たっぷり60時間ものあいだ 船一隻、生き物ひとつ見ることはなかった。
一度、遠くに大きな魚の鰭が姿を現した。操縦ゴンドラの人たちは、鯨だろうと言った。
我々も喜んでそれを信じた。そうだったかもしれない。

鰭は波頭でキラキラ光った。小さな塊が持ち上がったと思うと、灰色の胴体が水面に上がってきた。やがて、何も見えなくなった。
僅かなあいだに、別の場所で同じように繰り返された。さらにもう一度。
限りない孤独な海で、壮大な光景であった。

なぜなら、そのとき初めて際限なく広がる沈黙の海面に音を聞いたからである。
毎日、日の暮れるのが早く、大洋上は星のまたたく夜となる。
我々は空と海のあいだの航路を、一片の帆のようにまっすぐ走った。
そんなある夜、私は「ブリッジ」から窓の外を見た。

風が私の髪を横になびかせ、眼に強く当たった。
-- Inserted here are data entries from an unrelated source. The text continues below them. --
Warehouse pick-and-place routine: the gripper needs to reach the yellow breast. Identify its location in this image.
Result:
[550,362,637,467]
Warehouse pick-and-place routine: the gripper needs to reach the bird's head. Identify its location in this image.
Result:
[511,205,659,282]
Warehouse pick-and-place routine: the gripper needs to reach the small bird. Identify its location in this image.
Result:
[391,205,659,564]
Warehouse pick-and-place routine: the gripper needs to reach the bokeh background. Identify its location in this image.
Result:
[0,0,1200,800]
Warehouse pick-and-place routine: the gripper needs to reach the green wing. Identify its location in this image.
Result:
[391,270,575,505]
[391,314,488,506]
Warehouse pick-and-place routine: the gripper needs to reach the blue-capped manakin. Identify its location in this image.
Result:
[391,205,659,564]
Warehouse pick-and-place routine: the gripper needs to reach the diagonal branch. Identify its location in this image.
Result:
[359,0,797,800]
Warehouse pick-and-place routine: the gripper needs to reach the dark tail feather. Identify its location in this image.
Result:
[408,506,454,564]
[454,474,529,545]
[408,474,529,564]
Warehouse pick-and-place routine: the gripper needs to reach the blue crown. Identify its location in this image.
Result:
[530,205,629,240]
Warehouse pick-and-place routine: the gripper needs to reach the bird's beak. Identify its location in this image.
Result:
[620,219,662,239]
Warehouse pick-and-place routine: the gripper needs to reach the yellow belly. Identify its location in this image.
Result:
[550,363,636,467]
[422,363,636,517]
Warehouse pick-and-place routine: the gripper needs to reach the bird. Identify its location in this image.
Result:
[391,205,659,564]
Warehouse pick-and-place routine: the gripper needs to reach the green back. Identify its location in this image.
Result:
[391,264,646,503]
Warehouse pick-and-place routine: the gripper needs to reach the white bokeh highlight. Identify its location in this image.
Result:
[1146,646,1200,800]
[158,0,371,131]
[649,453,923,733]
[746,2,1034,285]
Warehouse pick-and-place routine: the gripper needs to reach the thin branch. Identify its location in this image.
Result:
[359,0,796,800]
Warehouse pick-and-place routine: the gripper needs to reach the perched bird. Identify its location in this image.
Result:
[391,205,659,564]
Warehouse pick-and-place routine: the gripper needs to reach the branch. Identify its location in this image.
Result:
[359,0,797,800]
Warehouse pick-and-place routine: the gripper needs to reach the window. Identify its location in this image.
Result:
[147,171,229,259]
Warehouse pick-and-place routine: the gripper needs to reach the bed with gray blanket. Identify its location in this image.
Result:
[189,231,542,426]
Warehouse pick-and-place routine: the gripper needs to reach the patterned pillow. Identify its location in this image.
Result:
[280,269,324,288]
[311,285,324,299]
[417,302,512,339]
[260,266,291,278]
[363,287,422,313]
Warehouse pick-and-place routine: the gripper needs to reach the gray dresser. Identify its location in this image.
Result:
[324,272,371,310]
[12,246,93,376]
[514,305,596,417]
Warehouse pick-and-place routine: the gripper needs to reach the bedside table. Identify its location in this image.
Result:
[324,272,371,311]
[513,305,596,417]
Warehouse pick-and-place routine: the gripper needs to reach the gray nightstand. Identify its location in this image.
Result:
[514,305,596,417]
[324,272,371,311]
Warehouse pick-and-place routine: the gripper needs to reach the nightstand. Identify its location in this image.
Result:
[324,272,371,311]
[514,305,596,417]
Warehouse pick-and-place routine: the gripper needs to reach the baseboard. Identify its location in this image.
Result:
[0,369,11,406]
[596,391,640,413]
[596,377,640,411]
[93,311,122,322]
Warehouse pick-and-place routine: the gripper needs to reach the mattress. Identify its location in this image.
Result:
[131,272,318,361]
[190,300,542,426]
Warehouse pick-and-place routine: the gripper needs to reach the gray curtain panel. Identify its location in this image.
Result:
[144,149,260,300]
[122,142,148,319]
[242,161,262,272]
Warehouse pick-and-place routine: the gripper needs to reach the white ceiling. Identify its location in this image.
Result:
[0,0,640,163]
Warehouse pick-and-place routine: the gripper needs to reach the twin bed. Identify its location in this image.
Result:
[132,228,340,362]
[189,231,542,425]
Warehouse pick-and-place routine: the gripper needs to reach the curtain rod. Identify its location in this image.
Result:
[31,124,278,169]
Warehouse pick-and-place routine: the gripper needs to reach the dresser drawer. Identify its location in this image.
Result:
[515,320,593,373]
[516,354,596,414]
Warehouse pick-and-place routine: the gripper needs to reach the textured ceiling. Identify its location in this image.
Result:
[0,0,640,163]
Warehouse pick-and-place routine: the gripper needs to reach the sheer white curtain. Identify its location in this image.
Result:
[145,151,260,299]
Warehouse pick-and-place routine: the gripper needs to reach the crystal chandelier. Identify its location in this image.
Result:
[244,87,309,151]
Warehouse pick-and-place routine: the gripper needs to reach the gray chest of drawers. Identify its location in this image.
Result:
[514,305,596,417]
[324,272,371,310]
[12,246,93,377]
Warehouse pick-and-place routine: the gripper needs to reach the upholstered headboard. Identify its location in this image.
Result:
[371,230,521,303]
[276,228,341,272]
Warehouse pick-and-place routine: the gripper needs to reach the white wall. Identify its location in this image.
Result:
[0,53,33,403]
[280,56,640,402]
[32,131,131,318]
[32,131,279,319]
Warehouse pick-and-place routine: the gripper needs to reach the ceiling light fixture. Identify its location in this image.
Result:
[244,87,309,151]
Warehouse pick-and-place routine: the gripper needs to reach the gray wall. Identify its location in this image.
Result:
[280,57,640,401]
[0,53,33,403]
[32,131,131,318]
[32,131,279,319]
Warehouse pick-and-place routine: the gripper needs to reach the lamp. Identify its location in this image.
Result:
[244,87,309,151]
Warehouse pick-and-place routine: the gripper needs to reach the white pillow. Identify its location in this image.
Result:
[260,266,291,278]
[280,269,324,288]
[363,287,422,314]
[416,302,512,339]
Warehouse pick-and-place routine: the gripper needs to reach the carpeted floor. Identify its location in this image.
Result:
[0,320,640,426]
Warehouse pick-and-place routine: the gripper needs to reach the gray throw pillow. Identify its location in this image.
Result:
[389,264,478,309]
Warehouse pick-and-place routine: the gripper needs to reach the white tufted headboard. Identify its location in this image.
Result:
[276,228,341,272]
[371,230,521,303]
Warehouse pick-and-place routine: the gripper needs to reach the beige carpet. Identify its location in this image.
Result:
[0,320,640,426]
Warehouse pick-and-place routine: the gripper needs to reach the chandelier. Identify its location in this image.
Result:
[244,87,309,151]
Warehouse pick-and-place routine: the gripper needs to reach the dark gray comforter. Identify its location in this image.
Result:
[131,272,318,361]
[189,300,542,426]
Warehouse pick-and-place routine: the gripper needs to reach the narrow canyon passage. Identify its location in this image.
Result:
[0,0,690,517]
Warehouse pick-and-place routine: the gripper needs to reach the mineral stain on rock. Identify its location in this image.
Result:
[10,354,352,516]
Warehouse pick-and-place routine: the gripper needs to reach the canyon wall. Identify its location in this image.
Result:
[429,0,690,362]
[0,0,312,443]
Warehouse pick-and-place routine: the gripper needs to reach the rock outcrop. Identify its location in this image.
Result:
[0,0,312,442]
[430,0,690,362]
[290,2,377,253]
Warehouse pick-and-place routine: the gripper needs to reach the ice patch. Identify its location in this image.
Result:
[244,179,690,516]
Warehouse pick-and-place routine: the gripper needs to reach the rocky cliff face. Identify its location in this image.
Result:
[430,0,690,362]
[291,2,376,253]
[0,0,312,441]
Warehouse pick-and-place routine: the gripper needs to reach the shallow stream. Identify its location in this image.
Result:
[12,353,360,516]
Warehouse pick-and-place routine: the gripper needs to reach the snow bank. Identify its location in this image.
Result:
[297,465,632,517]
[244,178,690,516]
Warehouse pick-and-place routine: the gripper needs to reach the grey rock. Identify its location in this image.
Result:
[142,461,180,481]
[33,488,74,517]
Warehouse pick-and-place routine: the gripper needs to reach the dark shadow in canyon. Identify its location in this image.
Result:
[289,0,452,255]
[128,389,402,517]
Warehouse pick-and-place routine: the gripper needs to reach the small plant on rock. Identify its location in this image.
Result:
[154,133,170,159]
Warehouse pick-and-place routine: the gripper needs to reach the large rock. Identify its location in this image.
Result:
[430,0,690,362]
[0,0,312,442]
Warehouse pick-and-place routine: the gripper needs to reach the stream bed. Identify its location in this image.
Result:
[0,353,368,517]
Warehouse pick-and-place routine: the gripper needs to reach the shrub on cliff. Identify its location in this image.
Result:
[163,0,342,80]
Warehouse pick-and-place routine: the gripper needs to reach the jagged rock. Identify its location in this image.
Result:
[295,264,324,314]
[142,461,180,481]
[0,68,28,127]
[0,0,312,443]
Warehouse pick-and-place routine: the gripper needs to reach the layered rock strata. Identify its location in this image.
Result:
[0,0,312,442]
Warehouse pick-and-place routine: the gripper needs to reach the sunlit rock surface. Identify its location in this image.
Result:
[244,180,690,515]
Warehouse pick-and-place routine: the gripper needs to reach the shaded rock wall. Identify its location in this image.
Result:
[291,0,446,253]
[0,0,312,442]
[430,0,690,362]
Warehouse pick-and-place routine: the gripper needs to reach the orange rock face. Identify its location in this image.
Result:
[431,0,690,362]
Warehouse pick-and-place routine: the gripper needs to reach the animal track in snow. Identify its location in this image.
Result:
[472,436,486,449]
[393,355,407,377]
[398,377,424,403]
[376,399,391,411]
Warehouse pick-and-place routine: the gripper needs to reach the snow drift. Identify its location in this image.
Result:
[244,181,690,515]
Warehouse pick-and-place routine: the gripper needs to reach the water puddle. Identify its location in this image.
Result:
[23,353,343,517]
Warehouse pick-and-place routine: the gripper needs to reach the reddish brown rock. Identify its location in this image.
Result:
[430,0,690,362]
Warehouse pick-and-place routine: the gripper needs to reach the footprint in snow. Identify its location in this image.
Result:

私は飛行船に沿って輝く光を見ながら思った。
彼らはそこに横たわっている。行儀のよい乗客たちが、寝間着から細い脚や太い脚を見せながら客室のベッドで眠っている。
誰も危険を感じることもなく、何にも心を煩わされることはなかった。

彼らは飛行船にすべてを委ねることが出来ることを知っていた。
この世界の大海原の上空を往く飛行船の前進が、早過ぎもせず時間通りに完結されるだろうということに何の心配も懸念も抱いてなかった。
それはいつかドイツと世界が十数隻の飛行船を、海を越え陸を越えて送り届けることが出来る未来の飛行への予感のようなものであった。